El que escribe estas líneas tuvo la suerte de acudir a la JMJ de Madrid en el año 2011, una cita inolvidable para la juventud católica de España y de todo el mundo. Unas palabras de Benedicto XVI quedaron marcadas a fuego en mi memoria y desde entonces hasta ahora me he afanado en intentar ponerlas en práctica.
Sus palabras fueron las siguientes:
«Ahora vais a regresar a vuestros lugares de residencia habitual. Vuestros amigos querrán saber qué es lo que ha cambiado en vosotros después de haber estado en esta noble Villa con el Papa y cientos de miles de jóvenes de todo el orbe: ¿Qué vais a decirles? Os invito a que deis un audaz testimonio de vida cristiana ante los demás. Así seréis fermento de nuevos cristianos y haréis que la Iglesia despunte con pujanza en el corazón de muchos.»
Dar un testimonio audaz de vida cristiana ante nuestros amigos, ¡Tremenda invitación! No sólo es una invitación la de dar un testimonio coherente, también es un deber y una responsabilidad que tenemos con la gente que nos rodea. Si nuestra fe es débil y nuestra práctica religiosa tibia, no seremos un buen fermento en la masa y lo más probable es que nuestros amigos no sientan el atractivo de la fe, de ser jóvenes a contracorriente con las ideas claras y la brújula afinada en medio de un mundo cambiante que se rige por la veleta.
Ser amigo de nuestros amigos, quererles, comprenderles, empatizar con ellos… Todo eso son aspectos fundamentales de la práctica diaria de nuestra fe. Una fe vivida sin caridad y cuyo núcleo no sea el amor a Dios y por lo tanto a los demás, es una fe indolente y comodona. Hay que intentar superar los respetos humanos, esa vergüenza que puede entrarnos para hablarle a un amigo de Dios. Si somos coherentes, nuestros amigos sabrán que para nosotros Dios no es un as en la manga que sacamos a relucir a conveniencia, sabrán que siempre tenemos una palabra esperanzadora cuando las cosas van mal, sabrán que somos cautos y humildes cuando todo parece ir de cara, sabrán que en nosotros podrán encontrar un apoyo firme en el que sustentarse ante posibles circunstancias de la vida. Debemos tener afán de servicio, cuanto más les podamos ayudar y menos se note nuestra ayuda, mejor que mejor. Allanar el camino a la fe de nuestros amigos es sin duda, acercarnos un poquito más a la santidad personal.
Debemos ser conscientes del tremendo don que se nos ha concedido de forma gratuita con la fe, también es bueno recordarlo, dar gracias y pedir más.

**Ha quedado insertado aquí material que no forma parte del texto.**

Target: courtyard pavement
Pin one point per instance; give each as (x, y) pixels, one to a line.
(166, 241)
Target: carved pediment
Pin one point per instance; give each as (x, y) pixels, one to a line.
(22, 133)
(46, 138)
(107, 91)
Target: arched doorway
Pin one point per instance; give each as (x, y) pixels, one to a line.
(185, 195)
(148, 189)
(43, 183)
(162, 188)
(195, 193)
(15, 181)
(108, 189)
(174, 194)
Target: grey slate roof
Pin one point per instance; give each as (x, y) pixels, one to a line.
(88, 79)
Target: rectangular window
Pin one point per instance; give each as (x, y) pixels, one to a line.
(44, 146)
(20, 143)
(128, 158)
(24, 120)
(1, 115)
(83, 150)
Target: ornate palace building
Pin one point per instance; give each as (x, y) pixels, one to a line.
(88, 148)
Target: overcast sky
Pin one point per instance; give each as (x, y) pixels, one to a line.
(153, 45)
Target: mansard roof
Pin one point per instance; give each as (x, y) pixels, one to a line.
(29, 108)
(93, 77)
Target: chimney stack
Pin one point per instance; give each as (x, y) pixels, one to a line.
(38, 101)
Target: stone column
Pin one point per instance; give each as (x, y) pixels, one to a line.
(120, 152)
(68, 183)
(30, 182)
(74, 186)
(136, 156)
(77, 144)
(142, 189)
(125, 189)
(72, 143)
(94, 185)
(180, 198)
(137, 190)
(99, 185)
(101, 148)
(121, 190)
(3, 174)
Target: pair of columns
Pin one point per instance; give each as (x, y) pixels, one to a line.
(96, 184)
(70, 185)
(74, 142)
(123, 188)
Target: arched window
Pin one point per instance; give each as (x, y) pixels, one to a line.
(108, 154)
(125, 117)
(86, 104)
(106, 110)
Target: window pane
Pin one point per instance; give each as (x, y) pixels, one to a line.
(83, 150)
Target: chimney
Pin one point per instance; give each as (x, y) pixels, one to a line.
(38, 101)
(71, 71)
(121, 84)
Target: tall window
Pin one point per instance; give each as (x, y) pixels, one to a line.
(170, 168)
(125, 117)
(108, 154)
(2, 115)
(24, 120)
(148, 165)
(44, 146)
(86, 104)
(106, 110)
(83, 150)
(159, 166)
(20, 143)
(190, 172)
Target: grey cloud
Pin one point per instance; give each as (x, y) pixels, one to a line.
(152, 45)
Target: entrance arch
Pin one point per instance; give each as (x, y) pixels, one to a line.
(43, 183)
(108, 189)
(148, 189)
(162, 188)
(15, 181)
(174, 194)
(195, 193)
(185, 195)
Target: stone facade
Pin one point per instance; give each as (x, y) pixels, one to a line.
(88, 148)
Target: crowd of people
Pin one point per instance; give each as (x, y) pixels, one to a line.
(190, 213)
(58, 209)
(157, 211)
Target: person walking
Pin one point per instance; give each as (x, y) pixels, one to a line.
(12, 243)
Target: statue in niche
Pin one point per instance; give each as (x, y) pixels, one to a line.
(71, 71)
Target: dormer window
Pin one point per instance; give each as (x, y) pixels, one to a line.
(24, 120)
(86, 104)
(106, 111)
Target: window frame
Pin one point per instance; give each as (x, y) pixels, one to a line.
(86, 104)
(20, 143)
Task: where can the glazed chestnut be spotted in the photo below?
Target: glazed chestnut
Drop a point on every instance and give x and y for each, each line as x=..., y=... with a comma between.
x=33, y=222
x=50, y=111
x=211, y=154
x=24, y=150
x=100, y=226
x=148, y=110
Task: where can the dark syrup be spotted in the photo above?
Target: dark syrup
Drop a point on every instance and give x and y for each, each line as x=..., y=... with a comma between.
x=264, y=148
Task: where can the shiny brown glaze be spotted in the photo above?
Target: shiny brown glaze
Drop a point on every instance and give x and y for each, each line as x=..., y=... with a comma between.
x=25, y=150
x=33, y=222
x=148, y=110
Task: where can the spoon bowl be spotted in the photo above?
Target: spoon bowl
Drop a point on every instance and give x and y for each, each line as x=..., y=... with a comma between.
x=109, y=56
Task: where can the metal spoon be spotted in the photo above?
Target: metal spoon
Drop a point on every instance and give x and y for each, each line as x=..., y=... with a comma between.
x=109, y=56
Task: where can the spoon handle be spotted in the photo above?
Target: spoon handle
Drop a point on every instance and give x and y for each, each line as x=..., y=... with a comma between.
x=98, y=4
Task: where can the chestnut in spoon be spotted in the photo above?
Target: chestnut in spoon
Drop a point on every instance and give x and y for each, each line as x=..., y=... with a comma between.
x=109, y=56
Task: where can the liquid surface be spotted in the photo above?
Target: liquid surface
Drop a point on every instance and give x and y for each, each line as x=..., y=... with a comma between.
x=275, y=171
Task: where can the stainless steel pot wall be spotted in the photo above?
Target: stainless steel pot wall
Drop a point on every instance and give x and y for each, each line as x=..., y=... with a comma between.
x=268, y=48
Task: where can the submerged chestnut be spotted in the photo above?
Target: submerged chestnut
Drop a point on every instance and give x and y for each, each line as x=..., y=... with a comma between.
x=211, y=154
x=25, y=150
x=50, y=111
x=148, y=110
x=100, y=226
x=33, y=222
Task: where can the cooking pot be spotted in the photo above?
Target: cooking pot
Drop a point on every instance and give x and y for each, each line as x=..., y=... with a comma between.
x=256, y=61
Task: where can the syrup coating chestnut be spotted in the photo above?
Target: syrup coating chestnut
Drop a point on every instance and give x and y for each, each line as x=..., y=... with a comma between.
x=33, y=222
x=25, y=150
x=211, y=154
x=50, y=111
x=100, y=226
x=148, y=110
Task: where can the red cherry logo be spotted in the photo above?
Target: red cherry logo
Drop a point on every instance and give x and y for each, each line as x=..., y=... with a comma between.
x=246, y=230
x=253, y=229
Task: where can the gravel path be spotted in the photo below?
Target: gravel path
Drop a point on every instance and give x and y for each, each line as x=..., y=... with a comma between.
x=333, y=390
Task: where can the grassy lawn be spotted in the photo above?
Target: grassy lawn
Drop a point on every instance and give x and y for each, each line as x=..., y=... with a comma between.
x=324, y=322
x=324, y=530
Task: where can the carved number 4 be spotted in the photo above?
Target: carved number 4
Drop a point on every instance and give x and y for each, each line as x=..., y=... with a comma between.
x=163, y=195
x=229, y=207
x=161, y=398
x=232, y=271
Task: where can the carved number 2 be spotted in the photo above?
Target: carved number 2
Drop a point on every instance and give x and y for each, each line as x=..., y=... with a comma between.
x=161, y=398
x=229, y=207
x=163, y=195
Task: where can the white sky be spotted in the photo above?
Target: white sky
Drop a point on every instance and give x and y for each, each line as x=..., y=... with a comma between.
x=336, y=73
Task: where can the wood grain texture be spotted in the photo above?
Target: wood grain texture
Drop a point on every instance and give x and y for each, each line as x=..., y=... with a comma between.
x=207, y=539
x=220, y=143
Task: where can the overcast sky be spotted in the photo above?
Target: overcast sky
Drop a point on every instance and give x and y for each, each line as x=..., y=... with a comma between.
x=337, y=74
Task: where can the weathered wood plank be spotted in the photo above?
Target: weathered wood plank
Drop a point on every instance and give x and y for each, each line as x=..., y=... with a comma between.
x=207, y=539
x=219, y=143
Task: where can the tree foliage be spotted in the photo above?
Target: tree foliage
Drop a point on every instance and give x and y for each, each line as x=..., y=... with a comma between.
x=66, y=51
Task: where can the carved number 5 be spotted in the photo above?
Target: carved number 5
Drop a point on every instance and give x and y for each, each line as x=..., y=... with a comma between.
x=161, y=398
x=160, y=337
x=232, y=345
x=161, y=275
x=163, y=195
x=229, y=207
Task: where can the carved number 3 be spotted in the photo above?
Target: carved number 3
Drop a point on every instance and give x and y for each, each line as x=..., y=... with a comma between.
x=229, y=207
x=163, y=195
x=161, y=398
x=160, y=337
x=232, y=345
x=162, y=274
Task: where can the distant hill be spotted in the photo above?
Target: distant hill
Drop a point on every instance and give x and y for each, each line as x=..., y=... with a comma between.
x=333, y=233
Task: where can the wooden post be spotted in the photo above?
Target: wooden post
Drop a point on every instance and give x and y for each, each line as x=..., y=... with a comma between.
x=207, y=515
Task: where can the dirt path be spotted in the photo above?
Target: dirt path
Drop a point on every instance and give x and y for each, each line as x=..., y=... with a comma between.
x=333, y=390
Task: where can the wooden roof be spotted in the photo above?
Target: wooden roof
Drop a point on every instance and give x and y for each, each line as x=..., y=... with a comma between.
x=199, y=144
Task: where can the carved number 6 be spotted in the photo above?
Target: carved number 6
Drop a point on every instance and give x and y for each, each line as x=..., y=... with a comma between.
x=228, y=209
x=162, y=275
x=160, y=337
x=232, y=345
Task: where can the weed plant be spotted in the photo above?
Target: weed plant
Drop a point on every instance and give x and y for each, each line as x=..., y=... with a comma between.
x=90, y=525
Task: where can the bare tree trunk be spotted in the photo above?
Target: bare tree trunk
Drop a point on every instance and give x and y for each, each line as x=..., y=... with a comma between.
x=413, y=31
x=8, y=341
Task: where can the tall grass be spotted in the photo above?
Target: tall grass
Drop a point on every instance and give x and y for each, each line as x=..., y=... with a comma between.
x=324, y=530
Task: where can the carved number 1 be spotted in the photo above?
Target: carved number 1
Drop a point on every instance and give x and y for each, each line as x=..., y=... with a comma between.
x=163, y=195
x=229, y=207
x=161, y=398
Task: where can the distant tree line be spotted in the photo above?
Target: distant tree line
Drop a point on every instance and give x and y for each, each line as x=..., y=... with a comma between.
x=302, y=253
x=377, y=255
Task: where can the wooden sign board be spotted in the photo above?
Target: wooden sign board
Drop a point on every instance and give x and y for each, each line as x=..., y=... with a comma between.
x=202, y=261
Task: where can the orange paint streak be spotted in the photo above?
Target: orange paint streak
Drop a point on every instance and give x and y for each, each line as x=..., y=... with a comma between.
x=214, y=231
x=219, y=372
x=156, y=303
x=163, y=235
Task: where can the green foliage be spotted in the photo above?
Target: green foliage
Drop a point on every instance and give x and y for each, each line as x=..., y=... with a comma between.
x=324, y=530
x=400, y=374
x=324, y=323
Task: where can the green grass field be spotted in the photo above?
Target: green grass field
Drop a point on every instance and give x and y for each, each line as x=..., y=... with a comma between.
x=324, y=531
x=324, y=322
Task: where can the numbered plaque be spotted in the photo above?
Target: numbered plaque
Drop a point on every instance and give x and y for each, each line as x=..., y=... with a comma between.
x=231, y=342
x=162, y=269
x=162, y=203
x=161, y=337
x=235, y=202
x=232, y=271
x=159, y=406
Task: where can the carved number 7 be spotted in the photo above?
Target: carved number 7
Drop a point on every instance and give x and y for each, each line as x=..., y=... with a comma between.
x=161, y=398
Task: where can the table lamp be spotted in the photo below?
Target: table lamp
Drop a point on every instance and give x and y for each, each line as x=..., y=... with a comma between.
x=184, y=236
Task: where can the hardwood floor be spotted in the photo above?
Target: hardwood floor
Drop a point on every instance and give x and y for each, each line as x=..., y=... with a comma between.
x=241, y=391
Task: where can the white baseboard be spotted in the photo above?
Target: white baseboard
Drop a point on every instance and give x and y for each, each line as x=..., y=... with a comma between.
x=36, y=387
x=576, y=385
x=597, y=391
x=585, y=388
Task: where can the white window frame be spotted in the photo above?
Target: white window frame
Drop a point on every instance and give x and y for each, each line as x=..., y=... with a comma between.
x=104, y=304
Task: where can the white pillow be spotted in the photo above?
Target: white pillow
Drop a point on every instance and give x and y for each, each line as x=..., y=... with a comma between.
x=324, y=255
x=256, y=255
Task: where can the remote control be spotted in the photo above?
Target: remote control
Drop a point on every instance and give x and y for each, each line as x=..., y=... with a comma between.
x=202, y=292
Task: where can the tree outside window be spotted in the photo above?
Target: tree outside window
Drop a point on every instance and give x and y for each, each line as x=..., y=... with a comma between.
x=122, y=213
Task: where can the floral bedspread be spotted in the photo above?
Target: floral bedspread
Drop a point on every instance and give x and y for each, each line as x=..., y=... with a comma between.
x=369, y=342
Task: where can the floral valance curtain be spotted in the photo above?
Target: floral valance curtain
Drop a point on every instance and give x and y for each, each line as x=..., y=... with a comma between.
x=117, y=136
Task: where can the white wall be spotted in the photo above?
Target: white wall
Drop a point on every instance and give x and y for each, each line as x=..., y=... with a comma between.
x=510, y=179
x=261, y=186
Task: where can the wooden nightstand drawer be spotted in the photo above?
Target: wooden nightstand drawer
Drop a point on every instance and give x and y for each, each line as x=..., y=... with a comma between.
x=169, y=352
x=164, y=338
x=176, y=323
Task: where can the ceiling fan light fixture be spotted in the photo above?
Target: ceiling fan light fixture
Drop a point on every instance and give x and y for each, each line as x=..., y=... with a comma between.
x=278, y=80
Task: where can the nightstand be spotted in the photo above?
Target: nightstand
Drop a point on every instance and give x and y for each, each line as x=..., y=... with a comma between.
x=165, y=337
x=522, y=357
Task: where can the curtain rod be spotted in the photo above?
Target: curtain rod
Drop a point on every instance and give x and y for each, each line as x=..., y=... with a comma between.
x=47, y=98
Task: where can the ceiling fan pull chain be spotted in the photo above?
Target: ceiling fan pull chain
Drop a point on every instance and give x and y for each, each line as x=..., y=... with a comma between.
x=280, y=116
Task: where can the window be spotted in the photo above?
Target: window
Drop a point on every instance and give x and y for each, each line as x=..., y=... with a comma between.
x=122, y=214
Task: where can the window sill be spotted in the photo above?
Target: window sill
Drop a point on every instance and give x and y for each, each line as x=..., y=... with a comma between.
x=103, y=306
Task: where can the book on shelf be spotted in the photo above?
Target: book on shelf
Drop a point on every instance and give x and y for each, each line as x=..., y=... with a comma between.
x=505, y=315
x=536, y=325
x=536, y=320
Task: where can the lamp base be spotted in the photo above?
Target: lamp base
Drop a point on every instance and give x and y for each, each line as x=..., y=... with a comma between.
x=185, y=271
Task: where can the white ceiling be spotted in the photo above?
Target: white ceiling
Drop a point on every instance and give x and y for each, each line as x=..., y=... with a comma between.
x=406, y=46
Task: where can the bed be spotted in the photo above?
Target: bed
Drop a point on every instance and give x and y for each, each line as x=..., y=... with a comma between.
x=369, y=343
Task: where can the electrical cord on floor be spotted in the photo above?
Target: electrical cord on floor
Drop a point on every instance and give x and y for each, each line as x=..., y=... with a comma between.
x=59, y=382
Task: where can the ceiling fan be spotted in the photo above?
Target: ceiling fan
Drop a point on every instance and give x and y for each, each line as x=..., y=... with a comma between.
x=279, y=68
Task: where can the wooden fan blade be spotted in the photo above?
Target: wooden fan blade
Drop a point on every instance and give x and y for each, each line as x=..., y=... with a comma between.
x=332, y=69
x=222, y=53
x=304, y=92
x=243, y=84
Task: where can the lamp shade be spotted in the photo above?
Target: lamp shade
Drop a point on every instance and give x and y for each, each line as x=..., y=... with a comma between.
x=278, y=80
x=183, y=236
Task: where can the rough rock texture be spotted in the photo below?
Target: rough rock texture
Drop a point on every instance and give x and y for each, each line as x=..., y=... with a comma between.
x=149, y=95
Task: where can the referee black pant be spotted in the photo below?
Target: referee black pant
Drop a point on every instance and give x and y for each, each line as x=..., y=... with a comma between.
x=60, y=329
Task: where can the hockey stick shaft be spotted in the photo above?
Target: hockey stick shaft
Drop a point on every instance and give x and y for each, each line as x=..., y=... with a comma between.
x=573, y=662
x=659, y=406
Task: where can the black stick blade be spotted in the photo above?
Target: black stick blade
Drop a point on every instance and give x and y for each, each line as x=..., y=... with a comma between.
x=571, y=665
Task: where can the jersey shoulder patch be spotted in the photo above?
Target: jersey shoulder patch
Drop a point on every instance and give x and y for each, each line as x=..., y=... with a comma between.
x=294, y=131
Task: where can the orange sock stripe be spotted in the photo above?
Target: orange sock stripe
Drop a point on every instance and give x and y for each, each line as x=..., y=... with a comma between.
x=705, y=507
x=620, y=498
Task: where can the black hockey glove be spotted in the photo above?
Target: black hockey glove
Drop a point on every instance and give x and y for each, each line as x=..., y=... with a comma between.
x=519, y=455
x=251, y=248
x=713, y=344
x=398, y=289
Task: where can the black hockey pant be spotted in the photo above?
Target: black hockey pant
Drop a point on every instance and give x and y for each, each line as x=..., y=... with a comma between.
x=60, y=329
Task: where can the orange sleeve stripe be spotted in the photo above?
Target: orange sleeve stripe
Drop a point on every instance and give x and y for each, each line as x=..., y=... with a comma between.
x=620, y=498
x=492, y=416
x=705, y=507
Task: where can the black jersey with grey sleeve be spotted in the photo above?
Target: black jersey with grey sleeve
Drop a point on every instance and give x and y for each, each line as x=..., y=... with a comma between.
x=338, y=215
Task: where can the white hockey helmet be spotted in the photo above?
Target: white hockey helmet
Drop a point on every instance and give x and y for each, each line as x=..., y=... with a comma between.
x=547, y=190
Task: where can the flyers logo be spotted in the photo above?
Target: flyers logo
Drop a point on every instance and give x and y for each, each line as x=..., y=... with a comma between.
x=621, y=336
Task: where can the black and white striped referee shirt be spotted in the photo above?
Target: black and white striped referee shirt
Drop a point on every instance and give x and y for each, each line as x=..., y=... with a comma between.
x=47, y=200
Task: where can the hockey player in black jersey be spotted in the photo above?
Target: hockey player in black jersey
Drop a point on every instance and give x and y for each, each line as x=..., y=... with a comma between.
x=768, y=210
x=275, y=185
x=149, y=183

Nuestra fe es como una vela encendida pero, una vela encendida debajo de nuestra cama es totalmente inútil, la vela de nuestra fe debemos llevarla a quien esté necesitado de luz, con naturalidad, sin hacer cosas raras, recordando que ese amigo tuyo que tienes delante y que afirma no creer en nada es tan hijo de Dios como tu, y por lo tanto hermano tuyo. No contemplo hacer un apostolado eficaz sin la naturalidad y espontaneidad de la amistad, ante todo debemos querer a la gente. Sin amor, corremos el riesgo de convertir a las personas en números, en pura estadística y no estaríamos contribuyendo para nada en hacer un bien.
En resumen, querer mucho a nuestros amigos y hablarles de Dios es algo bueno, natural y deseable pero no debemos perder de vista la caridad y la humildad, el trato personal con Dios y por supuesto la libertad que Dios nos ha dado a todos los seres humanos. Si tenemos en cuenta estas cosas y actuamos en consecuencia, seremos con naturalidad y sin vanagloriarnos de ello como faros luminosos que señalan el camino a casa en medio de una tormenta para muchas personas de nuestro alrededor.